The majority of respondents were attending physicians (n=77). There were a few physician assistants (n=6) and trainees (n=5), and one nurse practitioner. Approximately two-thirds of respondents were female. Provider age ranged from 29 years of age to 67 with a mean of 44 ± 9 years. Half of the providers were less than 10 years out from training, and the majority worked in either urban teaching hospitals (64%) or group private practices (23%). Our respondents reported counseling anywhere from 7 to 600 patients undergoing pelvic organ prolapse surgery per year with a mean of 100 ±101. Most providers (78%) reported their patient population to have a mix of government or commercial insurance, and estimated the health literacy of their patient populations as either fair (43%) or good (42%). Respondents spent an average of 31 ± 19 minutes counseling their patients. Counseling times ranged from 10 to 120 minutes.
The most common primary in-office method of patient education was through personal interview (78%), or speaking directly to the patient. Other reported primary methods included the use of drawn or printed illustrations (n=10), using print materials such as brochures (n=9). One provider used models or props. Standardized print materials, drawn or printed illustrations, models or props, and websites were commonly used supplemental methods. The International Urogynecological Association was the most common source for print materials, used by half the providers that utilized print materials. Society of Urodynamics, Female Pelvic Medicine, and Urogenital Reconstruction (SUFU), American Urogynecologic Society (AUGS) and International Continence Society (ICS), were other popular sources. For those who referred patients to website (n=13), AUGS and SUFU were the most common. Few providers used instructional videos (n=4) or smartphone applications (3); however, when used, YouTube and the AUGS POP- Q Interactive Assessment Tool were the most popular, respectively.

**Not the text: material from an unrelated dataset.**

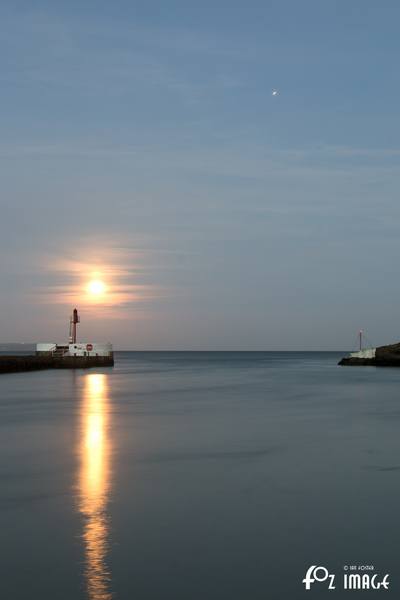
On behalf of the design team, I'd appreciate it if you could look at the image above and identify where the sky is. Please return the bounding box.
[0,0,400,350]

All providers reported that they counseled women on the anatomy of POP, observation as a treatment option, and the use of native tissues during surgery. The majority of providers discussed various surgical approaches (99%), causes of pelvic organ prolapse (98%), the postoperative hospital course (98%), pessary as a treatment (95%), management of the uterus when applicable (95%), use of a Foley catheter postoperatively (95%), and the patients’ own role in recovery after surgery (95%). Fewer providers reported including the use of mesh (88%), pelvic floor physical therapy as a treatment option (84%), and postoperative use of analgesia (82%). Less than half (46%) discussed the use of biologics in surgery.

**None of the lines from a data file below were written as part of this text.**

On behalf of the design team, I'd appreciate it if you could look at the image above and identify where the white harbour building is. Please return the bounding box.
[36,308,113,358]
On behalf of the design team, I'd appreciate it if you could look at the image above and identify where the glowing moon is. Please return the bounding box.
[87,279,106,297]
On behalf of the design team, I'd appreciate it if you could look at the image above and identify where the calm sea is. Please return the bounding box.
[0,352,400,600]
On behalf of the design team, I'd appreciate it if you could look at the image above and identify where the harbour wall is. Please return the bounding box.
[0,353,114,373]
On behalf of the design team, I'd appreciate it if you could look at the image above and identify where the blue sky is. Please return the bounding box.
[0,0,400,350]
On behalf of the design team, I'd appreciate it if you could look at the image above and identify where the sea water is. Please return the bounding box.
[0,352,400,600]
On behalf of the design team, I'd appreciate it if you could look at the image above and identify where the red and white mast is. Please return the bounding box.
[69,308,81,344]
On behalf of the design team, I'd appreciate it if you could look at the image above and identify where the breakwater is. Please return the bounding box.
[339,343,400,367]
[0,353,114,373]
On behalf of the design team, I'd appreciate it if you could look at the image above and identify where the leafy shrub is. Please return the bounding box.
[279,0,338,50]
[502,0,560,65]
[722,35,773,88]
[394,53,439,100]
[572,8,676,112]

We asked whether complications were discussed in detail, mentioned or not discussed in the preoperative counseling. Mesh complications, when applicable, (68%), urinary incontinence (66%), and need for repeat surgery (52%) were discussed in detail by the most providers. Urinary retention, injury to surrounding structures, storage lower urinary tract symptoms, dyspareunia, bleeding, infection and constipation were mentioned by more providers than they were discussed. A substantial number of providers neither discussed nor mentioned constipation (17%) or dyspareunia (12%) as potential complications.

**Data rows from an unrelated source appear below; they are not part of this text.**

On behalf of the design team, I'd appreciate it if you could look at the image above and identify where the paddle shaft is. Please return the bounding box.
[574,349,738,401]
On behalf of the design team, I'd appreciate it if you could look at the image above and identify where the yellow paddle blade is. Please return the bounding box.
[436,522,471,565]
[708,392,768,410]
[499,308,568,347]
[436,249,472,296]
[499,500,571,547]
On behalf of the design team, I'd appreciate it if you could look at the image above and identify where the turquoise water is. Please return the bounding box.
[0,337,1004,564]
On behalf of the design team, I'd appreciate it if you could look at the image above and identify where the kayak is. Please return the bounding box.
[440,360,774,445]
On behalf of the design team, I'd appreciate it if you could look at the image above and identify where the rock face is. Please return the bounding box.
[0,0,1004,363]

When asked about communication techniques used when counseling patients for POP, most providers reported using simple language (95%), giving their patients printed materials (87%), using illustrations (87%), and speaking slowly (80%) most or all the time. Very few providers routinely followed up with patients by telephone (11%) or asked patients how they learned best (10%). Seventeen responders (20%) stated that they ask patients to provide evaluation or feedback for the counseling they received.